Sehingga sebenarnya tidak ada lagi hambatan dalam melakukan pekerjaan dan bahkan tidak lagi harus mengerjakan satu pekerjaan dalam satu saat.
Seorang guru/dosen boleh mengajarkan anak murid/mahasiswanya ketika ia sedang berada dalam perjalanan dan boleh juga ketika sedang mengerjakan pekerjaan lainnya.
Demikian juga dengan murid atau mahasiswa, tidak ada lagi alasan terlambat karena macet, mengantar adik, kakak, orang tua berobat atau lain-lain. Karena dengan kemajuan dengan datangan covid-19 ini teknologi menjadi kebutuhan utama bila punya kemauan untuk bekerja bias dilakukan dimanapun dan kapanpun tergantung kepada kesepakatan bersama.
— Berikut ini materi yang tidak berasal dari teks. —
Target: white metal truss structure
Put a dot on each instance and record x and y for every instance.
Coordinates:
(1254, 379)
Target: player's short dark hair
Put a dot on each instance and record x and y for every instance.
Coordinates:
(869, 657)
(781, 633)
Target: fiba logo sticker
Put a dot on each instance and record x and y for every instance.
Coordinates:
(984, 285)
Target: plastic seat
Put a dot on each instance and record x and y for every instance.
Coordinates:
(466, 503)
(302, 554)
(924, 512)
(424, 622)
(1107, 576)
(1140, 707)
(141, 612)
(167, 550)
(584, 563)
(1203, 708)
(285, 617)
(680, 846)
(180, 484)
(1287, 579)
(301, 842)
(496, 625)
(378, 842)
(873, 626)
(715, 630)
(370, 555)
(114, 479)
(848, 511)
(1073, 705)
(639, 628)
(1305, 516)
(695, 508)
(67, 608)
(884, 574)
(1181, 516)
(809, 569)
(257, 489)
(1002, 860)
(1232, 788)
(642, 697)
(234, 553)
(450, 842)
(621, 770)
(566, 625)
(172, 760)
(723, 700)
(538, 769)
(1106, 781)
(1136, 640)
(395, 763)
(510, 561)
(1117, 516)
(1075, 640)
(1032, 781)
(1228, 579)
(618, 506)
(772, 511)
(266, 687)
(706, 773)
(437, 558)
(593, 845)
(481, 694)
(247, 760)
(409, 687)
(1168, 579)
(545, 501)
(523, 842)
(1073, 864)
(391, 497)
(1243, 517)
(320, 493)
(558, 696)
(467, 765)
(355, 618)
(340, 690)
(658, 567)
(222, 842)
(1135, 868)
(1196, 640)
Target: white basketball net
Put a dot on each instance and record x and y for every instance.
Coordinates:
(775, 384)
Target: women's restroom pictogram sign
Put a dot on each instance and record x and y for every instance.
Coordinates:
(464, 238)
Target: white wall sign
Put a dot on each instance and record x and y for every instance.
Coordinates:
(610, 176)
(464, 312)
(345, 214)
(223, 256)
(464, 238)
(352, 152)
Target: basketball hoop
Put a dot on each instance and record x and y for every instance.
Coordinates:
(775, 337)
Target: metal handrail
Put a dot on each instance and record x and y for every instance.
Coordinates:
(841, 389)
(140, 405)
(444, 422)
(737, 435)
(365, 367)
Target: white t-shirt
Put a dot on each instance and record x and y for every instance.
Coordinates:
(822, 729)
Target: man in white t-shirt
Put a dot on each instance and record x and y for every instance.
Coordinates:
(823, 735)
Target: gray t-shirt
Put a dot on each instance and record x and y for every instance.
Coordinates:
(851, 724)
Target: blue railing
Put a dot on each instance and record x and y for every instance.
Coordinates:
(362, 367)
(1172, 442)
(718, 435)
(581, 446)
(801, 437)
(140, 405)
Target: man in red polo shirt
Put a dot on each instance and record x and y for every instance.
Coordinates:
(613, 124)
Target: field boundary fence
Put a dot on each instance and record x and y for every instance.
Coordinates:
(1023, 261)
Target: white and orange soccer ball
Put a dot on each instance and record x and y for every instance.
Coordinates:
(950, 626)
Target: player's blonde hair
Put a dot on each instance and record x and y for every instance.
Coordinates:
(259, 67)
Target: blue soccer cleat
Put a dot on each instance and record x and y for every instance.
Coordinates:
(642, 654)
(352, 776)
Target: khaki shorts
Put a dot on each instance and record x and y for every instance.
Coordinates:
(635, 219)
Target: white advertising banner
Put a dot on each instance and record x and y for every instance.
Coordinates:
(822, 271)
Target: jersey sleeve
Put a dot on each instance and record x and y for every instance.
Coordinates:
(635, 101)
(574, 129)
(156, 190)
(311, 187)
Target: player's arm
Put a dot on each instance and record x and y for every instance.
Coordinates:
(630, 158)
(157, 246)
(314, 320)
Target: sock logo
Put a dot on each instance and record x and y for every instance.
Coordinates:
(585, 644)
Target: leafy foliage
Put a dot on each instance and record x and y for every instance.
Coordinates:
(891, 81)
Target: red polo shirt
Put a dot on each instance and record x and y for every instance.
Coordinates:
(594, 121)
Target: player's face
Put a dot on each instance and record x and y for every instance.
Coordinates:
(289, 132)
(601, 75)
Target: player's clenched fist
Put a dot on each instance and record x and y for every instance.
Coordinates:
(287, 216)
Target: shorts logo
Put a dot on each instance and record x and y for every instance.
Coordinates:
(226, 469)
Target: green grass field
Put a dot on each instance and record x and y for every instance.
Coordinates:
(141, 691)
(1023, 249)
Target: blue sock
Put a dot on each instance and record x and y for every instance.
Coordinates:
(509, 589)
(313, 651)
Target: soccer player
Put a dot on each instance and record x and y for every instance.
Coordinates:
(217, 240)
Bila corona (covid-19) ini bias dilalui, kita yakin bahwa kita adalah orang lulus dalam ujian kesiapan menghadapi era modern yang hidup serba teknologi, namun sebaliknya, bila kita menjadi orang yang cengeng selalu mengeluh kepada keadaan maka kita akan selalu menjadi orang yang tertingal dan akan terjajah selamanya.
*Dosen Fak. Syariah dan Hukum UIN Ar-Raniry Banda Aceh dan sebagai Tenaga Ahli Pada Lembaga Wali Nanggroe.